For most, Thanksgiving is a time of overindulgence: from Grandma’s specially roasted turkey and homemade gravy to Aunt Betty’s prize-winning pumpkin pie, it’s hard to say no to seconds. But researchers looking for a treatment for obesity have found a molecule that might well tell your brain that your stomach is full. So maybe if we listen more closely tomorrow, we won’t suffer a postmeal food coma after all.

Researchers at the Yale School of Medicine and the University of Cincinnati conducted experiments with rats and mice and found that their small intestines release large quantities of a molecule called N-acylphospatidylethanolamine (NAPE) shortly after a fatty meal. This chemical apparently travels straight to the brain and puts a halt to further hunger signals. The researchers then synthesized NAPE and injected it into rats. After just five days of treatment, they showed a reduced appetite and significant weight loss. The findings are published today in the journal Cell.

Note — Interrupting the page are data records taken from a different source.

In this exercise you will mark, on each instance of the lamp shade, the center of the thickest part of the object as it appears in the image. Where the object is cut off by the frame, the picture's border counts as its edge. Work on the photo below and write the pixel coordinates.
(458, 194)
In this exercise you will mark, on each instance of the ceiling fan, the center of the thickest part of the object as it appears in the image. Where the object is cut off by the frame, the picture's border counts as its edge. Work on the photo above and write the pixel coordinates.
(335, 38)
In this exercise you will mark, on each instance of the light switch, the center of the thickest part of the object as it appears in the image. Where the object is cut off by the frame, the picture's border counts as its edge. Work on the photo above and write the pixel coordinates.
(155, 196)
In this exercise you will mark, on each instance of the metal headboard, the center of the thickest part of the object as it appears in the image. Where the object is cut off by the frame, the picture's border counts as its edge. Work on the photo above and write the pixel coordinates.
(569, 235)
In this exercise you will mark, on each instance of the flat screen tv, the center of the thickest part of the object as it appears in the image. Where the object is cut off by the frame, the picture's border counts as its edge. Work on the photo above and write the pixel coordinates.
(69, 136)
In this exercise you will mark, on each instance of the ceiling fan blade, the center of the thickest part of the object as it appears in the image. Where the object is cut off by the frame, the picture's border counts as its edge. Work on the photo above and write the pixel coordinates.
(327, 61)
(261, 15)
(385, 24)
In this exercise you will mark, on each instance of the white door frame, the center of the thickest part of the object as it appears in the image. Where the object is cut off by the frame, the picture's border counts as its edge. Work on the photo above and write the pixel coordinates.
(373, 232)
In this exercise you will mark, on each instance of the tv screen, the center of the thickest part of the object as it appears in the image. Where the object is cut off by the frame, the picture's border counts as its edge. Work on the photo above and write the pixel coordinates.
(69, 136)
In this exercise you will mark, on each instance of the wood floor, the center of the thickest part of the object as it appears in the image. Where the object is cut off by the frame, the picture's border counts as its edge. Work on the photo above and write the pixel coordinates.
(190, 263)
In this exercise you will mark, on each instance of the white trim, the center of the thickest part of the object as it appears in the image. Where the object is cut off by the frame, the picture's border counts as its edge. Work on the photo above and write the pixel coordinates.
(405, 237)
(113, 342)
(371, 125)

Lead researcher Greg Shulman and his team are now monitoring NAPE levels in humans to see if they rise the same way after a big meal. Ultimately, their studies could help researchers design better appetite suppressants or obesity-fighting drugs.

From the press release:

The team used Shulman’s lipid analysis system to investigate what happens to fat that enters the blood after ingesting a high-fat meal. The scientists reasoned that the fat derivatives that enter the bloodstream might themselves serve as messengers to signal the brain that the body has been fed. They used this approach to compare the lipids present in blood plasma from rats that had fasted or eaten, and they zeroed in on NAPE.

They found only low levels of NAPE in the blood of rats that had fasted for 12 hours. The level of NAPE shot up 40 to 50 percent in animals that had dined on high-fat chow. Furthermore, NAPE didn’t increase in rodents that ate only protein or carbohydrate, suggesting that NAPE levels reflect the amount of fat eaten in a meal.

The researchers found that when they injected synthetic NAPE into the abdominal cavity or blood, the rodents’ appetites diminished substantially. The more NAPE they received, the less food they ate. “It’s really quite effective,” Shulman says. “At the highest doses, it keeps the animals from eating for up to 12 hours.” At a low dose–comparable to the spike in NAPE that occurs naturally after a meal–the rodents still ate 25 percent less than controls. They even acted full, going into “siesta mode” as if they had just eaten, Shulman says, noting that additional tests confirmed that the animals were only lethargic, not ill or incapacitated.

When the researchers delivered tiny amounts of NAPE directly into the brain, it had the same effect as a larger dose delivered to the blood. This suggests that the compound communicates directly with the brain, Shulman says.